We are not self-contained objects, isolated from one another. We are not far removed from reality. What has seemed so far has been revealed to have always been near. Love is born in that revelation, and love beckons to us who are far off -- we who feel hurt, rejected, withdrawn, and afraid.

To us love whispers, "Draw near."

Friday, December 5, 2008

The setting sun

I went on a short hike in Olympia with McHaley today. The trail wound down from a little parking lot just off the road to a rocky beach on the east side of a small cove along the Puget Sound. We were surrounded by lush vegetation and then all of a sudden - tada! Water. Beautiful water.

Looking to the right, the Olympic mountains loomed in the distance, craggy and snow stained. They do not tower, in the normal sense of the word, but their rugged indifference provokes a certain admiration. I love the Olympic mountains.

Looking to the left, the sun was slowly sinking beneath a thin clutch of wispy clouds, caressing the water with the subtlest hues of a sunset palette. Fire and water dancing beneath the wailing seagulls.

We talked about life--family; friends; places we've lived; places we'd like to live. We are kindred spirits of a sort, two wanderers learning in different ways how to make a home. It's not exactly a task with measurable goals. How do you even know when a place first feels like home? I imagine you just look up one day and realize this place feels just like that other place I called "home" did. Despite having no control over this process, it still feels like hard work.

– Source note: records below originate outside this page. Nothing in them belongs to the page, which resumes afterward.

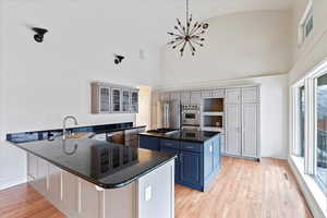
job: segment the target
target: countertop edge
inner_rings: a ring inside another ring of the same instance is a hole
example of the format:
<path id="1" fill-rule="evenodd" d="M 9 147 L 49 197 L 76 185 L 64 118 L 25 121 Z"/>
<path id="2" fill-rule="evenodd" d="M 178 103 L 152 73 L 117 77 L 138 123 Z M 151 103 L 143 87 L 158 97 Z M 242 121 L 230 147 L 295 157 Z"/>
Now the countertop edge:
<path id="1" fill-rule="evenodd" d="M 220 135 L 220 132 L 216 132 L 213 136 L 206 138 L 206 140 L 192 140 L 192 138 L 175 138 L 175 137 L 169 137 L 169 135 L 160 135 L 160 134 L 152 134 L 152 133 L 138 133 L 138 135 L 143 135 L 143 136 L 149 136 L 149 137 L 160 137 L 160 138 L 165 138 L 165 140 L 173 140 L 173 141 L 180 141 L 180 142 L 195 142 L 195 143 L 205 143 L 208 140 L 211 140 L 213 137 Z"/>
<path id="2" fill-rule="evenodd" d="M 48 158 L 45 158 L 45 157 L 43 157 L 43 156 L 40 156 L 40 155 L 38 155 L 38 154 L 36 154 L 36 153 L 33 153 L 33 152 L 31 152 L 31 150 L 28 150 L 28 149 L 26 149 L 26 148 L 20 146 L 20 144 L 15 144 L 15 143 L 12 143 L 12 142 L 10 142 L 10 141 L 7 141 L 7 142 L 9 142 L 10 144 L 12 144 L 12 145 L 14 145 L 14 146 L 16 146 L 16 147 L 19 147 L 19 148 L 25 150 L 26 153 L 31 153 L 32 155 L 34 155 L 34 156 L 36 156 L 36 157 L 39 157 L 39 158 L 41 158 L 41 159 L 44 159 L 44 160 L 50 162 L 51 165 L 53 165 L 53 166 L 56 166 L 56 167 L 58 167 L 58 168 L 60 168 L 60 169 L 62 169 L 62 170 L 64 170 L 64 171 L 66 171 L 66 172 L 69 172 L 69 173 L 72 173 L 72 174 L 74 174 L 74 175 L 76 175 L 76 177 L 78 177 L 78 178 L 81 178 L 81 179 L 83 179 L 83 180 L 85 180 L 85 181 L 87 181 L 87 182 L 90 182 L 90 183 L 93 183 L 93 184 L 95 184 L 95 185 L 97 185 L 97 186 L 99 186 L 99 187 L 106 189 L 106 190 L 123 187 L 123 186 L 125 186 L 125 185 L 128 185 L 128 184 L 134 182 L 134 181 L 137 180 L 138 178 L 141 178 L 141 177 L 143 177 L 143 175 L 145 175 L 145 174 L 147 174 L 147 173 L 149 173 L 149 172 L 152 172 L 152 171 L 158 169 L 159 167 L 161 167 L 161 166 L 164 166 L 164 165 L 166 165 L 166 164 L 168 164 L 168 162 L 170 162 L 171 160 L 173 160 L 173 159 L 177 158 L 177 156 L 174 155 L 174 156 L 172 156 L 171 158 L 169 158 L 169 159 L 167 159 L 167 160 L 160 162 L 159 165 L 157 165 L 157 166 L 155 166 L 155 167 L 153 167 L 153 168 L 150 168 L 150 169 L 148 169 L 148 170 L 146 170 L 146 171 L 144 171 L 144 172 L 137 174 L 137 175 L 135 175 L 134 178 L 132 178 L 132 179 L 130 179 L 130 180 L 128 180 L 128 181 L 123 181 L 123 182 L 121 182 L 121 183 L 114 183 L 114 184 L 106 184 L 106 183 L 102 183 L 102 182 L 98 182 L 98 181 L 92 180 L 92 179 L 89 179 L 88 177 L 85 177 L 84 174 L 81 174 L 81 173 L 78 173 L 78 172 L 76 172 L 76 171 L 74 171 L 74 170 L 71 170 L 71 169 L 69 169 L 69 168 L 62 166 L 62 165 L 59 165 L 58 162 L 55 162 L 55 161 L 52 161 L 52 160 L 50 160 L 50 159 L 48 159 Z M 143 148 L 138 148 L 138 149 L 143 149 Z"/>

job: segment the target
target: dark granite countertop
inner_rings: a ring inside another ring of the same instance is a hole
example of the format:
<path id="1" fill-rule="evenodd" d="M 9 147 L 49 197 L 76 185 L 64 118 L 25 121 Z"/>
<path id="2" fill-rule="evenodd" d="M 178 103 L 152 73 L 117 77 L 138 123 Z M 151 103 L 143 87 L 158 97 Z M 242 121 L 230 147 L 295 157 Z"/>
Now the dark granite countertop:
<path id="1" fill-rule="evenodd" d="M 175 158 L 165 153 L 89 138 L 14 145 L 104 189 L 124 186 Z"/>
<path id="2" fill-rule="evenodd" d="M 220 132 L 208 132 L 208 131 L 190 131 L 190 130 L 180 130 L 171 133 L 155 133 L 155 132 L 145 132 L 140 133 L 140 135 L 153 136 L 153 137 L 161 137 L 168 140 L 175 141 L 187 141 L 187 142 L 196 142 L 204 143 L 207 140 L 220 134 Z"/>
<path id="3" fill-rule="evenodd" d="M 133 122 L 126 123 L 112 123 L 112 124 L 102 124 L 102 125 L 89 125 L 89 126 L 77 126 L 69 128 L 68 132 L 72 132 L 75 135 L 86 135 L 87 137 L 93 137 L 96 134 L 125 131 L 132 129 L 146 128 L 146 125 L 133 125 Z M 43 131 L 31 131 L 31 132 L 21 132 L 21 133 L 8 133 L 7 141 L 12 143 L 26 143 L 34 141 L 49 140 L 62 135 L 62 129 L 55 130 L 43 130 Z"/>

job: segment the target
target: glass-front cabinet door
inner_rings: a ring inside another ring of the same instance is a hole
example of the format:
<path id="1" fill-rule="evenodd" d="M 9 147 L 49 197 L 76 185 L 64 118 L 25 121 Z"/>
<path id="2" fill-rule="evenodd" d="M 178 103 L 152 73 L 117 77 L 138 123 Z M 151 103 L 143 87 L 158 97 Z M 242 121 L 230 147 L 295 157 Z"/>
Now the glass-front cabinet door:
<path id="1" fill-rule="evenodd" d="M 121 88 L 111 88 L 111 112 L 121 112 Z"/>
<path id="2" fill-rule="evenodd" d="M 138 112 L 138 90 L 132 90 L 131 95 L 131 112 Z"/>
<path id="3" fill-rule="evenodd" d="M 100 87 L 100 112 L 110 112 L 110 88 L 109 87 Z"/>
<path id="4" fill-rule="evenodd" d="M 122 90 L 122 111 L 130 112 L 131 92 L 129 89 Z"/>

As we talked, I watched the sun descend toward the hills with lazy confidence. I want that confidence. I want to live life with the steady rhythm of the sun rising and setting each day, no matter which place I am trying to call home.

I want to stop clutching at my increasingly outlandish notions of grandeur, as if the days were sand slipping unhindered through my hands.

See, I want to savor the feel of life flowing unfettered between my fingers, to let each grain tell its unique story until there is nothing left to hold.

Then I will stand at the water, gaze upon the mountains, and know the certainty of the sun in its setting.